A.General Information and Submission

o This is a group assignment. One group consists of 2 students.

o Submission method: Submission is online through Moodle.

o Penalty for late submission: 10% deduction for each day (including weekends).

o Assignment Cover Sheet: You will need to sign the assignment cover sheet.

o Contribution Form: The contribution needs to be completed by all members and please sign (e-signature is acceptable) the form as an agreement between members.

o Please carefully read the requirements for EACH section, especially the Task Outputs.

B.Problem Description – MonUGov

MonUGov is a Monash University initiative which utilizes open source government data to provide services to the Monash community. One service MonUGov provides is helping individuals find housing options according to their preferences in budget, property type, area,location etc. They do this by accessing various datasets given in the vic.gov.au site and doing analysis to match the individual’s preferences.

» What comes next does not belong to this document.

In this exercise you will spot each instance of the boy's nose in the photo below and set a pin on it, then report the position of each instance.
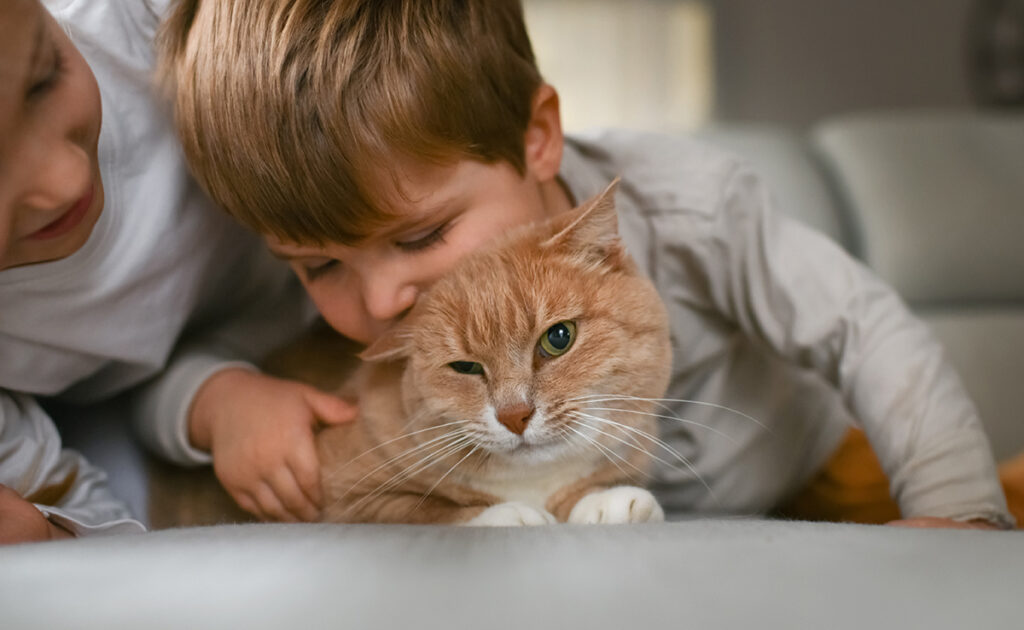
(57, 181)
(385, 303)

MonUGov has hired your team of Advanced Database Experts to use the following sample data files downloaded from vic.gov.au to help with the data analysis that helps MonUGov provide their services:

  • suburbs.csv
  • landmarks.csv
  • properties.json
  • properties.csv

Note: These data are raw data that does not follow any particular schema.

For the analysis MonUGov has asked your team to perform the following tasks:

C.Tasks

The assignment is divided into FOUR main tasks:

Since MonUGov has heard about both MongoDB and Cassandra, therefore, they wish to use a combination of both technologies to analyse the data.

Task Requirements:

The following tasks require the use of MongoDB Compass:

C.1.1. Create a database called monUGovDB.

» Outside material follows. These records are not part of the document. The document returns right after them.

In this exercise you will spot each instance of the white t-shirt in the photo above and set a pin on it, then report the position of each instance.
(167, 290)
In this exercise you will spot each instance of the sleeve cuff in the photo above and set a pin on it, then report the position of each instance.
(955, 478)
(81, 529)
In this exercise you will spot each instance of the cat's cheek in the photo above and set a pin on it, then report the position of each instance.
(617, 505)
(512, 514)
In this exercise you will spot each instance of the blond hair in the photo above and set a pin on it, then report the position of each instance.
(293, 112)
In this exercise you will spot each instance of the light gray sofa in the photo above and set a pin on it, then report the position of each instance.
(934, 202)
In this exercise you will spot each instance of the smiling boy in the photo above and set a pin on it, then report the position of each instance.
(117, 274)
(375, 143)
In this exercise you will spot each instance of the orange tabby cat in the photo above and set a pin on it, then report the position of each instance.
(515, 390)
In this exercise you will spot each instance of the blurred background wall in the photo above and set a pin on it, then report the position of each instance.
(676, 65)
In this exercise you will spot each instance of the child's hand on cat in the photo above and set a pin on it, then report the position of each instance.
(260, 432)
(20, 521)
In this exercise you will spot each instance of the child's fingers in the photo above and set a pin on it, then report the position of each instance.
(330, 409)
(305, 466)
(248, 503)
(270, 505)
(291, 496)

Provide in your report a screenshot of the created database in the list of all databases.

C.1.2. In the newly created database using appropriate data types add the data from

  1. suburbs.csv into the suburbs collection
  2. landmarks.csv into the landmarks collection
  3. properties.json into the properties collection

Provide in your report a screenshot of one document in each created collection after adding the data.

Note: Please check each field and the queries from section C1.4 to assign the relevant data types either while or after importing. More than one collection can be used to save any modified documents; however the result of C1.2 should be the 3 collections mentioned above with correct names: suburbs, landmarks and properties.

The following tasks require the use of MongoDB Shell. Where applicable and unless stated otherwise you can use either MongoDB CRUD methods, single-purpose aggregations, or aggregation pipeline to answer the tasks.

Note: Marks for this section depend on the query efficiency e.g. the processing speed, number of documents scanned, the storage, the number of queries used, etc. Therefore, using more than the required amount of queries to answer a section or using temporary variables, collections, cursors (e.g. for each loop) may incur mark penalties.

C.1.3. Read the queries from C1.4 and create one single field index and one compound (more than one field) index to help speed up at least one query.

Provide in your report the code to create the indices and screenshots of the created indices details.

C.1.4. The following questions are MongoShell queries:

(i)List the landmarks that had a theme of “School”, for example, but not limited to “Secondary Schools”, “Primary Schools”, “School – Primary and Secondary Education” etc.

Provide the MongoShell query code and a screenshot of the MongoDB Shell output containing the landmarkName and theme name in the following format:

“landmarkName”: ________,

“theme”: ________

(ii)Count the number of properties in each suburb and list all suburbs from highest to lowest property count.

Provide the MongoShell query code and a screenshot of the MongoDB Shell output containing the suburb name and the number of properties as propertyCount in the following format:

“suburb”: ________,

“propertyCount”: ________

(iii)Using MongoDB Aggregation Pipeline display the Council Area having the second highest average property count. Display the result in the following format with avgPropertyCount rounded to 1 decimal place:

“councilArea”: ________,

“avgPropertyCount”: ________

Provide the MongoShell query code and a screenshot of the MongoDB Shell output containing the councilArea name of the council and the avgPropertyCount fields.